Lactic acid is the main responsible for the pH drop during silage fermentation (^{McDonald et al., 1991}). A reduction in lactic acid production among treatments may be attributed to a deleterious effect of glyphosate on the lactic acid bacteria. However, treatments used in this study did not affect the lactic acid synthesis.

Desiccation reduced secondary fermentation during the storage phase. The wilting process avoids heterolactic bacteria development due to the reduced water availability. However, the lack of short-chain fatty acids, such as acetic and propionic acids, accelerate silage deterioration after silo opening (^{Danner et al., 2003}; ^{Weinberg et al., 2010}; ^{Liu et al., 2011}). Isovaleric acid also has a beneficial effect, protecting silo panel against spoilage microflora; however, this acid is synthesized during the leucine catabolism, indicating proteolysis during the storage phase (^{McDonald et al., 1991}; ^{Schönicke et al., 2015}).

Alcohol production, in summary, is given during secondary fermentation, mainly by yeasts, as a way to reduce NAD, giving continuity to the fermentation process. However, alcohol synthesis leads to energy losses, due to CO₂ production and the high volatility presented by alcohol molecule (^{McDonald et al., 1991}). Although there was no difference among treatments for ethanol, glyphosate application in a theoretical dose of 869.3 mL ha⁻¹ increased 2,3-butanediol in treated silages. Thus, the quadratic behavior presented by the 2,3-butanediol could be related to an increase in yeast development due to the lower concentration of beneficial short-chain fatty acids. ^{Nishino et al. (2007)} observed a reduction in alcohol content in whole crop rice silage inoculated with Lactobacillus buchneri due to the higher amount of acetic acid presented by treated silage than the control. However, in the present study, wilting reduced 2-butanol concentration, a molecule derived from amino acid degradation (^{Kalač, 2011}).
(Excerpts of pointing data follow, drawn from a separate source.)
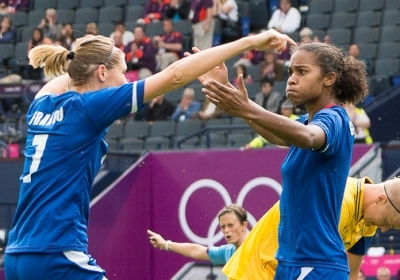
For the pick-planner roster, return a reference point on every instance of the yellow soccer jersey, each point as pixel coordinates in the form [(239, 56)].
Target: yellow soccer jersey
[(351, 225), (255, 258)]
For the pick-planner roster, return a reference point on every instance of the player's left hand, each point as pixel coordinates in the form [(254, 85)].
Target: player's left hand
[(156, 240)]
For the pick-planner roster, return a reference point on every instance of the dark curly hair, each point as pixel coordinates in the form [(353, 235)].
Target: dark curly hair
[(351, 84)]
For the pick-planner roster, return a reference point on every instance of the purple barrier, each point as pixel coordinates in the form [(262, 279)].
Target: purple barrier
[(179, 194)]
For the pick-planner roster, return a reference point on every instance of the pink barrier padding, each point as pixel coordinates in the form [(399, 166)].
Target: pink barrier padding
[(178, 194), (371, 264)]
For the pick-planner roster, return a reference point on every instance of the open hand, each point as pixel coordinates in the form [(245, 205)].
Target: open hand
[(219, 73)]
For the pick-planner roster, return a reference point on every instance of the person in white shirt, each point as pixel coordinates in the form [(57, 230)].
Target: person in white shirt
[(286, 19), (127, 36)]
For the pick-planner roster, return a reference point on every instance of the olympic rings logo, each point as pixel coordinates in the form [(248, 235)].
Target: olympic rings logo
[(213, 238)]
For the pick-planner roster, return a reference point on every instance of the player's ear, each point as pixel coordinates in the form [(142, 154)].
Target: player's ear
[(330, 79), (100, 72), (381, 199)]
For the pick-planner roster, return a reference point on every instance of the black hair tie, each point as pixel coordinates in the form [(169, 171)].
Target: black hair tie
[(71, 55)]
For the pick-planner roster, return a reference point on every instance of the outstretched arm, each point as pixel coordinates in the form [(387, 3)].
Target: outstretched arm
[(354, 265), (189, 68), (274, 128), (191, 250)]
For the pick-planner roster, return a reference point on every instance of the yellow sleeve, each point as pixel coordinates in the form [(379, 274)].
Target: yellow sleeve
[(255, 258)]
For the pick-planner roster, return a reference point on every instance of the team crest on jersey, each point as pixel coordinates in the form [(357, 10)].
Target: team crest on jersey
[(352, 129)]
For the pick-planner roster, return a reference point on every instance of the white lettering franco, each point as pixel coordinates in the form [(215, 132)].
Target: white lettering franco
[(38, 117), (45, 119), (34, 115), (49, 119), (60, 115)]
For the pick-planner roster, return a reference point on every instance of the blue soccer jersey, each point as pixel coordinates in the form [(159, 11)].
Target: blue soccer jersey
[(64, 150), (313, 187)]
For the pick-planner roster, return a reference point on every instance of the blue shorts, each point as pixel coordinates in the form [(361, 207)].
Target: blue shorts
[(63, 265), (309, 273)]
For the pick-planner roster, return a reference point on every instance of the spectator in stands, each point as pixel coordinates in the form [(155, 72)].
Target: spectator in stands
[(271, 67), (227, 12), (37, 39), (91, 28), (178, 10), (361, 123), (233, 224), (251, 57), (208, 111), (97, 95), (306, 36), (7, 33), (383, 273), (51, 28), (118, 40), (354, 51), (268, 98), (169, 45), (158, 109), (141, 54), (12, 6), (127, 36), (154, 10), (187, 106), (286, 19), (203, 22), (242, 70), (361, 275), (68, 38)]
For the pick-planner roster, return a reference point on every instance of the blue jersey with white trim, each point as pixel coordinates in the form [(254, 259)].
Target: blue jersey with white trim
[(312, 195), (64, 150)]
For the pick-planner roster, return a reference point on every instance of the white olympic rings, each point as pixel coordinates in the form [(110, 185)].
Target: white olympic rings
[(213, 238)]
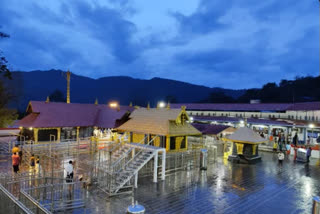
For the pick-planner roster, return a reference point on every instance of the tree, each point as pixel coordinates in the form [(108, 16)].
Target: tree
[(57, 96), (7, 116), (3, 62)]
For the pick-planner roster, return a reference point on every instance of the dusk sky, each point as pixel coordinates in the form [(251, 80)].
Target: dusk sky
[(226, 43)]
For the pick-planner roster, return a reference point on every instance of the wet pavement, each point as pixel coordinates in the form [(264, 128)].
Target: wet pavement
[(224, 188)]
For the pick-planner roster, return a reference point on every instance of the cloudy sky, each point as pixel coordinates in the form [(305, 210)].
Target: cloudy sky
[(217, 43)]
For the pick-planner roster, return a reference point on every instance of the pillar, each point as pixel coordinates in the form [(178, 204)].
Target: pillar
[(305, 135), (35, 135), (58, 134), (78, 128), (136, 180), (155, 168), (163, 172), (167, 142)]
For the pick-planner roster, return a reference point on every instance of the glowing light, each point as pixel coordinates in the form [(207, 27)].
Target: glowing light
[(311, 126), (113, 104), (162, 104)]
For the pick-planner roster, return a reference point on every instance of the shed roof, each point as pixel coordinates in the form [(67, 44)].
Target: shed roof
[(210, 129), (159, 122), (55, 114), (249, 107), (246, 135)]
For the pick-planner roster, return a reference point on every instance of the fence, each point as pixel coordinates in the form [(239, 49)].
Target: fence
[(10, 205)]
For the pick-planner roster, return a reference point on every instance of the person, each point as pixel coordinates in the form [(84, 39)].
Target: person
[(32, 160), (15, 149), (38, 168), (275, 146), (295, 139), (15, 162), (309, 154), (295, 153), (280, 157)]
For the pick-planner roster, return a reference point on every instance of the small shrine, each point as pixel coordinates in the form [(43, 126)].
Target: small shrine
[(245, 144)]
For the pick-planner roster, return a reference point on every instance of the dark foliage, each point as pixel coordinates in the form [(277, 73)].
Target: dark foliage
[(57, 96)]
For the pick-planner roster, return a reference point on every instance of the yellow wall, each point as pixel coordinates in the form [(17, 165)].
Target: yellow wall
[(137, 138)]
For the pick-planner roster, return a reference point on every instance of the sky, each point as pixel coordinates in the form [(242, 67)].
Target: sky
[(217, 43)]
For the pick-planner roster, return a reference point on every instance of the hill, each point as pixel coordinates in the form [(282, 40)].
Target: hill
[(37, 85)]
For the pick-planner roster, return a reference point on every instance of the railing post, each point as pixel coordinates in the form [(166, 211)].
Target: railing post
[(163, 174), (155, 168)]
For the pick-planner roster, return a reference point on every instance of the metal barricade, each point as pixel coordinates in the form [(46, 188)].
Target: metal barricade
[(10, 205)]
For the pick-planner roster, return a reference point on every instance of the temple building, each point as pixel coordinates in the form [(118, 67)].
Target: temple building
[(268, 119), (168, 127), (245, 144), (55, 121)]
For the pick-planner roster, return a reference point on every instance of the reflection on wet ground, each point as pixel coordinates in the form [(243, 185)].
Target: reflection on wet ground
[(224, 188)]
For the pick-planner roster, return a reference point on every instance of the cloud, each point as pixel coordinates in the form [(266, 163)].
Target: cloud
[(231, 44)]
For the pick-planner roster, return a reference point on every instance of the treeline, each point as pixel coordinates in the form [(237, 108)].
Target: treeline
[(302, 89)]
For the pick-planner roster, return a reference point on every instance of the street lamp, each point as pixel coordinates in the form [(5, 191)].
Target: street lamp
[(161, 104), (311, 126)]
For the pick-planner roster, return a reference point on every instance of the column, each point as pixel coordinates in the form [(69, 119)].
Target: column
[(305, 135), (163, 173), (155, 168), (58, 134), (78, 128), (35, 135), (136, 180)]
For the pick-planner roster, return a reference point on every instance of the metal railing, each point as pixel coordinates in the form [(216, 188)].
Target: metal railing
[(10, 205)]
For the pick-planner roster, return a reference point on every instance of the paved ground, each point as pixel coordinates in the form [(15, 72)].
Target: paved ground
[(224, 188)]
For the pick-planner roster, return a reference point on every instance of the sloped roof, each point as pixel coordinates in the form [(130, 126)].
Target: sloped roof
[(246, 135), (157, 121), (210, 129), (55, 114), (249, 106)]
Silage heating, pH raising, as well as organic matter loss are a consequence of intake of nutrients and fermentation products by spoilage microorganisms during feed-out phase (^{Basso et al., 2012}). These effects may be associated to the reduced concentration of acetic, propionic, and isovaleric acids observed for wilted silages in this trial, since these molecules are capable of inhibiting silage deterioration during feed-out phase (^{McDonald et al., 1991}; ^{Danner et al., 2003}; ^{Wilkinson and Davies, 2013}).

Conclusions

Glyphosate application from 500 mL ha⁻¹ prior to ensiling of black oat at milky/dough grain stage increases dry matter as well as organic matter content of silages. Nevertheless, treated silages have higher fiber content than control silage due to a reduction of crude protein as a side effect of glyphosate application. Wilting decreases the concentration of beneficial fermentation products such as acetic, propionic, and isovaleric acids, increasing deterioration after oxygen exposure. In this way, for wilted black oat silage production, harvested at milky/dough grain stage, the application of 500 mL ha^–1 glyphosate is recommended.